The Australian Charities and Not-for-profits Commission (ACNC) Assistant Commissioner, Murray Baird, told the Governance Institute of Australia's Contemporary Governance Conference that over the past 12 months “2,558 [charities] have come onto the register, and that’s about 10 a day” for every working day.
Baird said that, in addition to the ACNC’s primary functions, preventing charity “duplication” was a priority.
“We have three objectives that very clearly are our mantra – public trust and confidence, healthy and robust and innovative charities, and independent charities… and then cutting duplication,” Baird said.
“There was the mention… of the danger of duplication. We’re certainly playing our part in trying to identify and drive out duplication.”
However, he said the regulator would not force charities to merge, despite the Community Council of Australia’s recent call for charities to merge or shut down.
“We’ve found ourselves in the midst of some conversation as to whether there are too many charities and whether we should stand at the gateway to stop them coming in, and/or whether we should be encouraging mergers and other collaborative arrangements,” he said.
“Our view thus far is, again, this is a matter for independent, innovative Boards to consider how they’re using their resources and we will not force shotgun marriages.
“We will ask charities, on establishment, whether there are other ways to achieve their charitable purposes, but we will not close the gate for innovation and identification of gaps in the market.”
When asked whether there were too many charities in Australia, Baird told Pro Bono Australia News that the ACNC worked with applicants to explore other options.

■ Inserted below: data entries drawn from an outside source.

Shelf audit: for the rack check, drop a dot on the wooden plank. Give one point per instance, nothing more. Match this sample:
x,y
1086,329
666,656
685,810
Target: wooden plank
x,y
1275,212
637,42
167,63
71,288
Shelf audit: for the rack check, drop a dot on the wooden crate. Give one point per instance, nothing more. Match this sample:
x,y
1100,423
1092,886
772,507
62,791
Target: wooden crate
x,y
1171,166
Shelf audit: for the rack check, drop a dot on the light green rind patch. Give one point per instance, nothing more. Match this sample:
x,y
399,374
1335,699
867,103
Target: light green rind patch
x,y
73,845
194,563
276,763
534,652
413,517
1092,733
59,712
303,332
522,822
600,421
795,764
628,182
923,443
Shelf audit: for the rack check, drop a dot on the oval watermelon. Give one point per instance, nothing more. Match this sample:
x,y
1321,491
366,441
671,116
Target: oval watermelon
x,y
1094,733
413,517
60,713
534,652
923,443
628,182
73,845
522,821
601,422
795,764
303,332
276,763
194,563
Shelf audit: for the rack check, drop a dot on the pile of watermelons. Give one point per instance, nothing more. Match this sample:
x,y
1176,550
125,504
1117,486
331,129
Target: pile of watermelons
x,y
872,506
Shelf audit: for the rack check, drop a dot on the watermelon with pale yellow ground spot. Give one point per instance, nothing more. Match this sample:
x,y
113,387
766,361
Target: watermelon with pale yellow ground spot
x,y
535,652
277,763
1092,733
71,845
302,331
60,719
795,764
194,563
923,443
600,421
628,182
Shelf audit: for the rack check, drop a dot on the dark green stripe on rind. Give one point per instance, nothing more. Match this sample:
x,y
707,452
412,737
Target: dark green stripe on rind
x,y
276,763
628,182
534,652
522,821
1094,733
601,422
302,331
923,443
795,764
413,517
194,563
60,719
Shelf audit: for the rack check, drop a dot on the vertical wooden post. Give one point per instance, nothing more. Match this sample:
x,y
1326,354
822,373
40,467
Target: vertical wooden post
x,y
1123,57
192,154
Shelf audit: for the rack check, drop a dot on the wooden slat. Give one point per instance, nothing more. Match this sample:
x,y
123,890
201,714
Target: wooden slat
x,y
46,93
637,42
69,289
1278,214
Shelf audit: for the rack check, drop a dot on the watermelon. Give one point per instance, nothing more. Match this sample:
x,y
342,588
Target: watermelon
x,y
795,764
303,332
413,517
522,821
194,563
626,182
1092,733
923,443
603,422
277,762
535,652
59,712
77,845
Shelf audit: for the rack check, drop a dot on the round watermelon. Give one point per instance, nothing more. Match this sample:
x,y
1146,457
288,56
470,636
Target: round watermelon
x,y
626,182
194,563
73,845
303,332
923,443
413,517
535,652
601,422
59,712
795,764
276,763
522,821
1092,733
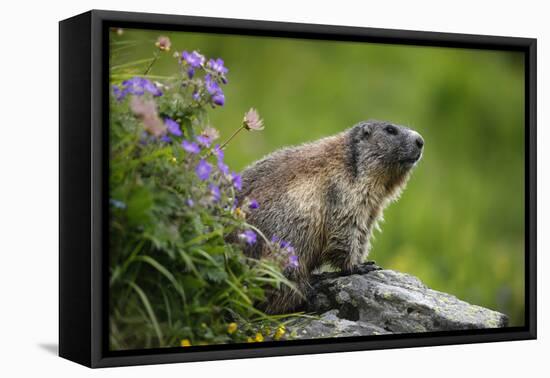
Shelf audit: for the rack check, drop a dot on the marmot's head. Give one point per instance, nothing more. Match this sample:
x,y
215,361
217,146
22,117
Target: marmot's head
x,y
383,151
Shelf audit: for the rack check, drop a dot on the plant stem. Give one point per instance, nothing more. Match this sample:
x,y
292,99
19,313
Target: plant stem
x,y
151,64
231,137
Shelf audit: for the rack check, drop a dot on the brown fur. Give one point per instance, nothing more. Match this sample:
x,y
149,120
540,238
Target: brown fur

“Our view on the number of charities is that everyone should be able to consider where there is a need in the community and to meet that need,” he said.
“We will always discuss with new applicants, ‘is there another way of achieving your purpose, could you work through another charity, could you work through a sub-fund of a community foundation?’.
“But if the organisation fulfils the criteria to become a charity we will consider their application on its merits.”
Earlier this year Pro Bono Australia News revealed that nine new charities were being registered every day. Baird said this figure was comparable to the current rate of registration, and the total number of Australian charities was 55,000.
He also said that addressing the number of charities had always been a priority for the ACNC, not just since the recent calls to merge.
“This [call to merge] hasn’t taken us by surprise, it has always been an issue – how many charities there ought to be and how they are using their resources, so it’s a continuing issue,” he said.